0"Jadi, bagaimana, Kangmas? Apakah semuanya sudah baik-baik saja? Hubunganmu dengan Rianti?"     
0

Malam ini, kami sudah kembali ke rumah, setelah dari melihat monas. Semua orang sudah terlelap, mungkin. Sebab setelah keliling melihat monas, mereka lantas mengajak makan, terlebih Paklik Junet. Dia sangat semangat sekali, rupanya. Dan dia bersikeras untuk beli jajanan yang namanya kerak telur. Mungkin dia pikir, jajanan itu berbentuk apa.

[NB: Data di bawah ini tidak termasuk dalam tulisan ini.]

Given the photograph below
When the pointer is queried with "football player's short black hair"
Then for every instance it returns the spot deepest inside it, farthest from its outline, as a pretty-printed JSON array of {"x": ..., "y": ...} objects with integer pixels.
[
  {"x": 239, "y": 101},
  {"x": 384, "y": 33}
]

Tatkala dia tahu jadinya, dia malah berseru, "lha intip sego iki!" (kerak nasi yang dimasak bagian bawah yang biasanya gosong).     

Dan semua orang yang ada di sana kembali tertawa, tatkala Paklik Junet berseru seperti itu. Dia lantas marah-marah, katanya Simbah juga bisa memasak seperti itu. Lha salah sendiri, toh, siapa juga yang menyuruhnya untuk beli. Toh namanya kerak ya kalau bahasa Jawanya intip. Memang sudah seperti itu. Lagi pula, bagiku kerak telur itu nikmat benar. Apalagi dimakan pas dingin-dingin dengan pasangan, satu kerak telur dimakan berdua. Wah, mantab.     

Ini bukan berarti jika Paklik Junet ndhak menghargai perbedaan adat-istiadat atau makanan khas, ndhak... bukan sama sekali. Tapi kalian pasti juga pernah, toh, punya kawan yang awalnya ndhak pernah sama sekali ke suatu tempat, lantas tiba-tiba kamu mengajaknya ke tempat yang asing. Pasti, aku bisa jamin, perilaku dan ucapan kawan kalian pasti sama persis dengan Paklik Junet seperti ini. Terlebih tipikal orang-orang primitif seperti Paklik Junet. Ndhak malu saja kalian sudah syukur.     

"Kangmas!" kata Manis mengagetkanku. Aku langsung menoleh, memandangnya yang sudah cemburut. "Duh Gusti, gemar benar, toh, Kangmas ini. Kenapa Kangmas sekarang jadi sering melamun seperti ini?" tanyanya, sedikit emosi, mungkin. Sebab tanyanya kuabaikan. Ini karena Paklik Junet, karena tingkah yang sangat antik itu membuatku terus kepikiran kepadanya terus.     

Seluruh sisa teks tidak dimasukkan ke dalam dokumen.